Member of the Provincial Assembly of the Punjab
- In office 2002 – 31 May 2018

Personal details
- Born: 1 January 1966 Lahore, Pakistan
- Died: 23 February 2019 (aged 53)
- Party: Pakistan Muslim League (N)

= Muhammad Tajammal Hussain =

Pakistani politician (1966–2019)

Rana Muhammad Tajammal Hussain (1 January 1966 - 23 February 2019) was a Pakistani politician who was a Member of the Provincial Assembly of the Punjab, from 2002 to May 2018.

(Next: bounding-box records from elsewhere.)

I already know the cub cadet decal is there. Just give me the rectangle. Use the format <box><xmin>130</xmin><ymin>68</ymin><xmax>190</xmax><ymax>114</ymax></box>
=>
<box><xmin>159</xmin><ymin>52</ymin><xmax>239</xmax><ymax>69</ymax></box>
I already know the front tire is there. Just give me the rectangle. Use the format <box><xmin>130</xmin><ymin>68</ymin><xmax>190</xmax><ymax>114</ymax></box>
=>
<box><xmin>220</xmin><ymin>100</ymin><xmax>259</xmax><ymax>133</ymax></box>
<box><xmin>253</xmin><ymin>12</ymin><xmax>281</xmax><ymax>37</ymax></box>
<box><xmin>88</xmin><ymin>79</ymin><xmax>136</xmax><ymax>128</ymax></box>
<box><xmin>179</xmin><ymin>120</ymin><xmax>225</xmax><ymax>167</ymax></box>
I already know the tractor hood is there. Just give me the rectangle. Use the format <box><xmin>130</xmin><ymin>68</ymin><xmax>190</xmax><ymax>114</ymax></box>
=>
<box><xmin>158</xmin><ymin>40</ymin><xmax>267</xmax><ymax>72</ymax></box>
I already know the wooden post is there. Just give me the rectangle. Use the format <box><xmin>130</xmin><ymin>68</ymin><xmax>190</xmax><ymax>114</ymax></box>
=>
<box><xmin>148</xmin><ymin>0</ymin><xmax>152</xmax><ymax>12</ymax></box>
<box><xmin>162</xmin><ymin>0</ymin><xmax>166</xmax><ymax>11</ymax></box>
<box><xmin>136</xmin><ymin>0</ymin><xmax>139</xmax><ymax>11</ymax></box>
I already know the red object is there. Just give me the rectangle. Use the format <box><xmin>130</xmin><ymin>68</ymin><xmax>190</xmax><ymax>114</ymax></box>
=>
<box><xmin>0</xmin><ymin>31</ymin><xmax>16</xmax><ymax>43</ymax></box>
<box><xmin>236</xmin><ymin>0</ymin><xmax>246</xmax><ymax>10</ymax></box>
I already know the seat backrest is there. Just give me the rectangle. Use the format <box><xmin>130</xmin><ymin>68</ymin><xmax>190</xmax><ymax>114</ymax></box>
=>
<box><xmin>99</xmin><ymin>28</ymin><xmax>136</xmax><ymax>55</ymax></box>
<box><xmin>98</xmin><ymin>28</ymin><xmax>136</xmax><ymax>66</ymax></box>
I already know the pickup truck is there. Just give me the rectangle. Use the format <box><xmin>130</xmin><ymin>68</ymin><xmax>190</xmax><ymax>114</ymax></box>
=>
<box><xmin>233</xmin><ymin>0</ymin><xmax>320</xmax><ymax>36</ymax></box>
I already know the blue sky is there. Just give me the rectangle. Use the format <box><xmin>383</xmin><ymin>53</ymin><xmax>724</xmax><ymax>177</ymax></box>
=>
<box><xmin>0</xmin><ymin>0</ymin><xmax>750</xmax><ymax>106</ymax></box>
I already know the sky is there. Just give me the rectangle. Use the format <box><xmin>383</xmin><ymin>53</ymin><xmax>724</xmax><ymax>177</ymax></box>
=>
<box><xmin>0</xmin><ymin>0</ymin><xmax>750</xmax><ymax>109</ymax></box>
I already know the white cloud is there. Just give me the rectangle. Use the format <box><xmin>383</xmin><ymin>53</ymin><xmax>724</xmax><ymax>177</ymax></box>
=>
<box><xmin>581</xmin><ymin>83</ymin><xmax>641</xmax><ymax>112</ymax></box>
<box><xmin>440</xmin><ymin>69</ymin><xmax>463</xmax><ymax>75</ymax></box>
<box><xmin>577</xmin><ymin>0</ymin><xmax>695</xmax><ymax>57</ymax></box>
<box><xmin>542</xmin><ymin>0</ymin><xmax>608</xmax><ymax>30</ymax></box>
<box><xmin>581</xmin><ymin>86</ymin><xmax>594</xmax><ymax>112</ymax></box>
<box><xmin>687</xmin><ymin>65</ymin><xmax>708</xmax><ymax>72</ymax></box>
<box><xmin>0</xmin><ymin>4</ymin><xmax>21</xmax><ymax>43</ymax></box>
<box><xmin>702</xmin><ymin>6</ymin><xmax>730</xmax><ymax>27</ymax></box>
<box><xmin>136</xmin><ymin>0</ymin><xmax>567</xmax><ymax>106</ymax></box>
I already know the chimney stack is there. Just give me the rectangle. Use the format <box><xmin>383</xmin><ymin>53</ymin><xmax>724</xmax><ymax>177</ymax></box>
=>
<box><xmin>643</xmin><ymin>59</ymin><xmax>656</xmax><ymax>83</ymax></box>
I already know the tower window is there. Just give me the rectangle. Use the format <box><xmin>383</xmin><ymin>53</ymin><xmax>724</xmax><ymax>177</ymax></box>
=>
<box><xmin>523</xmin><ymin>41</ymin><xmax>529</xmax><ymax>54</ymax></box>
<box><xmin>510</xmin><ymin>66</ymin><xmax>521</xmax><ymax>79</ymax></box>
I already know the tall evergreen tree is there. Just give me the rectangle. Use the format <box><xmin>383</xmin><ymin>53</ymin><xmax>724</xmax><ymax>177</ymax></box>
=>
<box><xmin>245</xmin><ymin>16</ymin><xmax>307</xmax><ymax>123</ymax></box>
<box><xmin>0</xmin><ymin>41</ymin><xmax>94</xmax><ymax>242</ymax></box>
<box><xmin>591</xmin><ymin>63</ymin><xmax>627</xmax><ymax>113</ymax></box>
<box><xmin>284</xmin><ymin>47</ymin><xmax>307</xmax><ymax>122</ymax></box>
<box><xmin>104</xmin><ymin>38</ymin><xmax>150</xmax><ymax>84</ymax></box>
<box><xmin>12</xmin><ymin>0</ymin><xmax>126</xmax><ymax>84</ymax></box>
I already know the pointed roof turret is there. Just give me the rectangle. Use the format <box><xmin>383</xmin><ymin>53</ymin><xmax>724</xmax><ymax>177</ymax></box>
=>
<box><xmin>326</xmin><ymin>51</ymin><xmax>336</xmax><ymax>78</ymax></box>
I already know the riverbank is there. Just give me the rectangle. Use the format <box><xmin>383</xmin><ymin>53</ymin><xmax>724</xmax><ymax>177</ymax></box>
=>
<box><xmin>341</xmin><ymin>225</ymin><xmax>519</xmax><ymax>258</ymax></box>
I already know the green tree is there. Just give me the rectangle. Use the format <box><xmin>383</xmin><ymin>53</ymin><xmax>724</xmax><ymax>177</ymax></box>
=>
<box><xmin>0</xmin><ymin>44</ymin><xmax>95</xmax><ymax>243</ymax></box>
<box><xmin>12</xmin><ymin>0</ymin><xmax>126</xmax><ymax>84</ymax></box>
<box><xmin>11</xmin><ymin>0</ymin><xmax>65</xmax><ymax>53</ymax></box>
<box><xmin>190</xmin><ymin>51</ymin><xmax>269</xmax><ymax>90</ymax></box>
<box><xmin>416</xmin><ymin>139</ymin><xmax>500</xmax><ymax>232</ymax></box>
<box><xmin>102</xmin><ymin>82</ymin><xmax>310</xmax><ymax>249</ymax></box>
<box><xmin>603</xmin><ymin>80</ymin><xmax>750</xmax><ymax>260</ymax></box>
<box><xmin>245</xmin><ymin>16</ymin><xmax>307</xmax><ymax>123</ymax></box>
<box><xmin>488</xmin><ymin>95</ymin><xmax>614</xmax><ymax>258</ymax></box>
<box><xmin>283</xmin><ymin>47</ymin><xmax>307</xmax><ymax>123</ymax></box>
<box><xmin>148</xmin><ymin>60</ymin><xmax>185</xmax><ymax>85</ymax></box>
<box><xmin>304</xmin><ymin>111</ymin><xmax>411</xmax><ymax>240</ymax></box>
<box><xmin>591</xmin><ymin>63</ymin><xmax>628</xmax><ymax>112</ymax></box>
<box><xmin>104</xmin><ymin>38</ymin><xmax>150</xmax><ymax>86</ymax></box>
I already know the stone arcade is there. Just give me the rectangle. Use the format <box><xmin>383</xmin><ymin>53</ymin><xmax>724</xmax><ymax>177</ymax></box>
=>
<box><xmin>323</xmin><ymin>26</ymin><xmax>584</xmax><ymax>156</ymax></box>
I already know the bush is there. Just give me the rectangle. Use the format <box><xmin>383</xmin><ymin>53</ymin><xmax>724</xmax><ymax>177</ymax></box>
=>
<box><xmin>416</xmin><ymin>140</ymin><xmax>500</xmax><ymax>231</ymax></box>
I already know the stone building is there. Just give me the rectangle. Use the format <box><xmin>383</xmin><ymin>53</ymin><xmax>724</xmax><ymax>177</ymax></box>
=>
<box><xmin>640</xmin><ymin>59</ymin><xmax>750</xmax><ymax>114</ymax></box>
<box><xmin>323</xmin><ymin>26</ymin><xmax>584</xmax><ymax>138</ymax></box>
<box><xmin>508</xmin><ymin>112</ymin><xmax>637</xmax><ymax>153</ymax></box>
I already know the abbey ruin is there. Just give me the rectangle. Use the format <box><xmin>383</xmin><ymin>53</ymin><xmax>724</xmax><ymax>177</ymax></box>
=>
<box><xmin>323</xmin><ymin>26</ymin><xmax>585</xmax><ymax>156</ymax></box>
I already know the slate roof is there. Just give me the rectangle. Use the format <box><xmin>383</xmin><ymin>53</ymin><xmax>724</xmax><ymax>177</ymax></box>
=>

==Early life and education==
He was born on 1 January 1966 in Lahore.

He graduated from University of the Punjab in 1985 and has the degree of Bachelor of Arts.

==Political career==
He was elected to the Provincial Assembly of the Punjab as a candidate of Pakistan Muslim League (N) (PML-N) from Constituency PP-157 (Lahore-XXI) in the 2002 Pakistani general election. He received 14,356 votes and defeated a candidate of Pakistan Muslim League (Q).

He was re-elected to the Provincial Assembly of the Punjab as a candidate of PML-N from Constituency PP-157 (Lahore-XXI) in the 2008 Pakistani general election. He received 27,318 votes and defeated a candidate of Pakistan Peoples Party. From 2008 to 2013, he served as Parliamentary Secretary for Industries.

He was re-elected to the Provincial Assembly of the Punjab as a candidate of PML-N from Constituency PP-157 (Lahore-XXI) in the 2013 Pakistani general election.

He died on 23 February 2019 due to heart attack.